The Daily Telegraph

Chile in mourning after former president dies in helicopter crash

- By Simeon Tegel

CHILE’S former president, Sebastián Piñera, has died after a helicopter he was reported to be piloting crashed into a Patagonian lake.

Rescuers pronounced the 74-yearold businessma­n dead at the scene. Three other people travelling in the helicopter are reported to have survived the accident, the cause of which remains unclear.

Piñera was a hugely influentia­l figure over the past 15 years and his sudden death has shocked the nation. He led Chile twice, from 2010 to 2014 and from 2018 to 2022, during some particular­ly turbulent events including the pandemic, massive inequality demonstrat­ions, a huge earthquake and the dramatic rescue of 33 miners trapped below the Atacama Desert.

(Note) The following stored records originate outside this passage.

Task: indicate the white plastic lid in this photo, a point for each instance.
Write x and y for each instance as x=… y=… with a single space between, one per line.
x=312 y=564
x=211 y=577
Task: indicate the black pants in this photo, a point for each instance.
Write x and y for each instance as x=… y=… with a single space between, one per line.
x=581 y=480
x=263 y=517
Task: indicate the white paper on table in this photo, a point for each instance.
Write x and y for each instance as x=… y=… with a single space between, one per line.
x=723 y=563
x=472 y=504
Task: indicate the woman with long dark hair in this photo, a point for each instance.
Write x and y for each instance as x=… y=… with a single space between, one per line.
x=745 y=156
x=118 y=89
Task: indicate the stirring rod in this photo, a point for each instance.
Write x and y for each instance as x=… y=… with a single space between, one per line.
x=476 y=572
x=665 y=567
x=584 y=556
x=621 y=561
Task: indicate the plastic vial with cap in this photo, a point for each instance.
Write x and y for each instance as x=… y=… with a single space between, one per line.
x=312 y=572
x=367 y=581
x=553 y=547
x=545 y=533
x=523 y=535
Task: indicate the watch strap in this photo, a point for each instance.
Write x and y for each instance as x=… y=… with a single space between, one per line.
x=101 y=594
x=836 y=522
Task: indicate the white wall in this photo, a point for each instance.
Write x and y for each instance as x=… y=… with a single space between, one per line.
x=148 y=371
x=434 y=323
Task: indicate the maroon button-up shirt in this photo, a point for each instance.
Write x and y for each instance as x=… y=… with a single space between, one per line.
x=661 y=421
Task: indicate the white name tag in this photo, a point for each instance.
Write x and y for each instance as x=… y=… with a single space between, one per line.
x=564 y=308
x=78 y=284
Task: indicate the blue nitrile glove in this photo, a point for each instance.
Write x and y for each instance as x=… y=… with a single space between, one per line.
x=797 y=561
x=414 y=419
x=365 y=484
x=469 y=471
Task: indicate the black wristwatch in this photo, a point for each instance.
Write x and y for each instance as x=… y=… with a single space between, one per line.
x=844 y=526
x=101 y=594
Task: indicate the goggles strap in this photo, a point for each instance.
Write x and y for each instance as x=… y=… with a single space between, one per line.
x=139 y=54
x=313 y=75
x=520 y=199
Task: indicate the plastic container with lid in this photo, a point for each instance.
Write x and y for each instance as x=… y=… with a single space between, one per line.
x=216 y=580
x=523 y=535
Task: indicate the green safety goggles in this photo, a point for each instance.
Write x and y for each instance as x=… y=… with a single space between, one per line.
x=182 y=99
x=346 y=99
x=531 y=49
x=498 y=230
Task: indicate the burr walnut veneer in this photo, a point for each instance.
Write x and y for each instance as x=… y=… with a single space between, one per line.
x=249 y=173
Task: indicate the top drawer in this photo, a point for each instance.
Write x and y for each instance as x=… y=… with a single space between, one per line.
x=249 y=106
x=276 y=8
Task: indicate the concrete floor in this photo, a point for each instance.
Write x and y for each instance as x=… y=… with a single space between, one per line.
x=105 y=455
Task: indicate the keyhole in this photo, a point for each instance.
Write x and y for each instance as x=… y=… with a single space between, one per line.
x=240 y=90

Piñera’s successor, Gabriel Boric, declared three days of national mourning beginning this Friday, when the former president will be honoured with a state funeral.

His death comes at a particular­ly difficult time as Chile endures unpreceden­ted forest fires that have killed more than 100 people so far, with hundreds more missing.

Piñera, who was one of Chile’s richest men and worth £2billion, often spent his holidays around the lakes of southern Chile, indulging in one of his many passions, flying his personal helicopter.

The economist made his first mark on Chile in the 1980s when he introduced credit cards to the country. He then diversifie­d his business empire, taking major stakes in a television station, one of Chile’s biggest football clubs and, as it was called at the time, LAN, now South America’s largest airline.

He divested from most of those when he first assumed the presidency, after running on a centre-right platform. Crucially, he had distanced himself from the 1973-1990 Augusto Pinochet dictatorsh­ip. It was that break from a brutal regime that finally allowed the Chilean Right to become palatable once again to a majority of the electorate.

Tributes poured in from across Latin America, including Argentina’s former president, Mauricio Macri, who said: “He was a good person, committed like no one else to Chile and to freedom and democracy in Latin America.”